Editor's Note: This blog was originally published on September 1st, 2017 but was updated on March 4th, 2019 to reflect modern information and industry changes.
Adhesive printing has many applications. You’ll often find examples sitting on the shelves of your local supermarket or drugstore.
You buy a bottle of pain reliever. You peel back its sticky label to read the instructions, drug facts, and warnings. Another time you peel the paper coating to a foil blister pack of an over-the-counter allergy medication.
7 Common Applications for Adhesive Printing
The label, paper coating, and the foil lidding? That’s right, they’re all bonded to the packaging with adhesive. Some other common applications for adhesive printing include:
- Product labels (sometimes multiple, folding layers)
- Warning labels
- Shipping labels
- Price/barcode labels
- Tape backing
- Resealable packaging (think Oreo cookies)
- And more
Those adhesive elements are rolled, or printed, to label and securely air seal many consumer products we use daily, especially in the medical and pharmaceutical professions. You’ll need an experienced flexographic printing plate and sleeve manufacturer for products that best suit your choices of adhesive, substrate, and other specs.

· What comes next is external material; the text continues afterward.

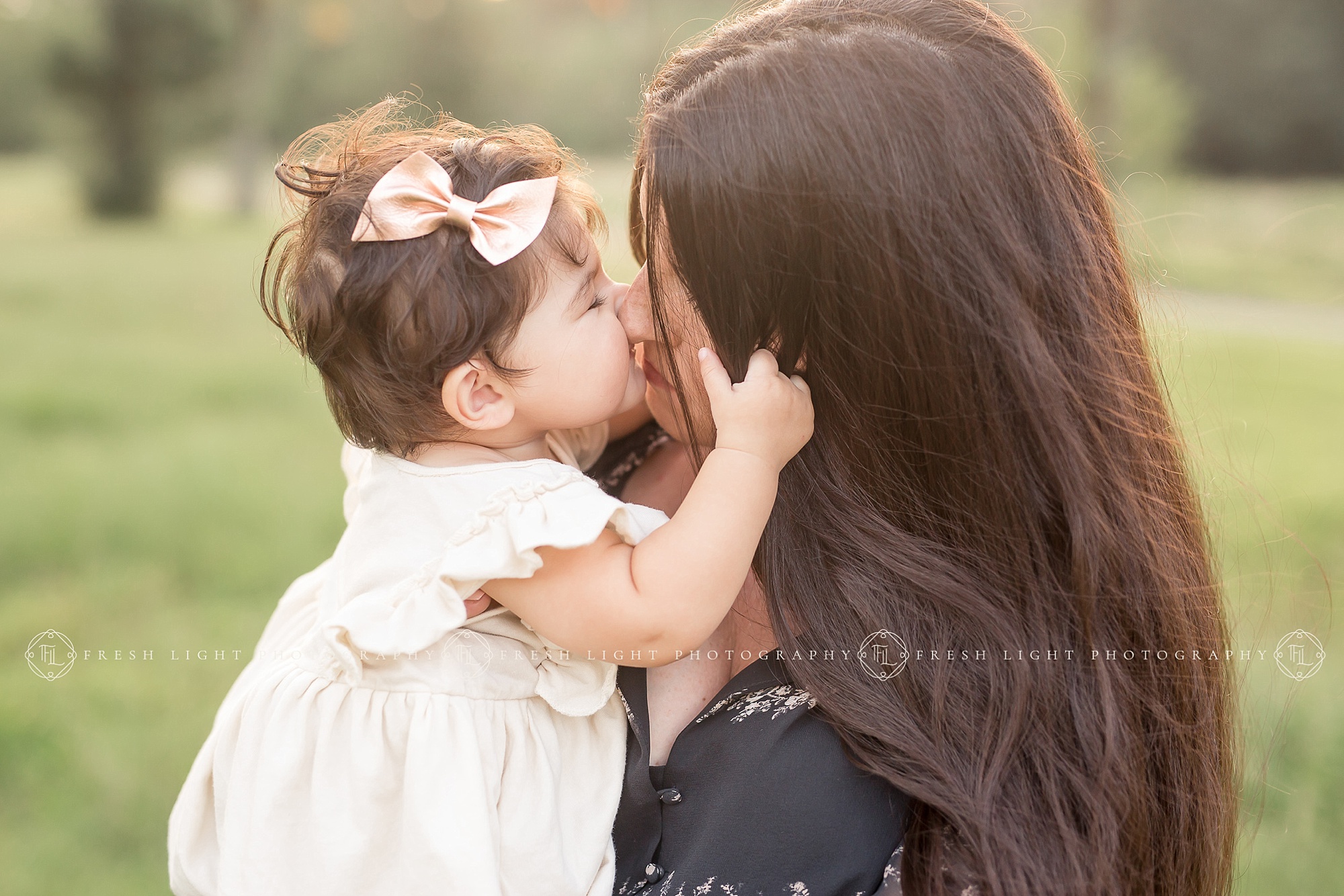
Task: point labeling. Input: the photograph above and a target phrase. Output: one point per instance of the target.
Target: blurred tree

What Are You Trying To Accomplish?
First, determine your application. What will a successful adhesive print entail for the job it’s supposed to do?

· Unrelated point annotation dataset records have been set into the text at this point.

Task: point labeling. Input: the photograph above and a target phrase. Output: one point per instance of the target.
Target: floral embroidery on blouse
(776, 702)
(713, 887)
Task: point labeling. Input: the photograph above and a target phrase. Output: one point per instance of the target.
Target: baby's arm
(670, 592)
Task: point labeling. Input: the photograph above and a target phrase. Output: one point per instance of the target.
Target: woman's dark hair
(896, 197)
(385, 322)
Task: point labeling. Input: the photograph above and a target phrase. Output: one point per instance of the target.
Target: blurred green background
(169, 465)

- Will you need spaces where adhesive is selectively and repetitively not applied to the substrate?
- Will one element be peeled off and affixed to another?
- Is the adhesive intended to be permanent, temporary, or somewhere in between?
- Do you require hot- or cold-processed adhesive, water-based adhesive, or silicone-release coating?
Adhesives react differently with different types of substrates. Some are best to stick labels permanently to corrugated packaging. Others temporarily bond medical labels to be peeled and reapplied to patient files. The applications are nearly limitless.
Environment Impacts Permanent Adhesion
Permanent adhesive power could fade with certain variable conditions:
- Light exposure
Think ahead. Analyze and understand the purpose.
- If the product will be stored in a freezer, how will the adhesive hold up for extended periods under those extreme conditions?
- Will it need to be more powerful and long lasting to withstand outdoor elements?
- Will humidity or condensation compromise the bond?
An adhesive bonding warning label to a gas-powered lawnmower, for example, would need to hold strong in rain, dry spells, heat, and cold for perhaps 10 years or more.
You may need to lay the adhesive in specific continuous patterns to fulfill the job. If your printing sleeve or plate isn’t crafted to specifications, it may not spread enough (or any) adhesive to parts of the substrate, causing it to eventually lift and come loose.
Jobs When Temporary Adhesion is Best
Less adhesive power is sometimes necessary. It may be important for the end user to remove a label. If so, is removing it easy? Would it be unsightly or inconvenient for adhesive residue or full pieces of the label to remain?
Products for which less adhesive power is best include:
- Personal tech device labels
- Household appliances labels
- Fresh grocery produce stickers
- Resealable food packaging
- Tamper-proof seals
- And more
No matter the application, choose an experienced flexographic printing supplies manufacturer with the right technology to create engraved sleeves, cylinders, and plates to lay continuous, seamless adhesive.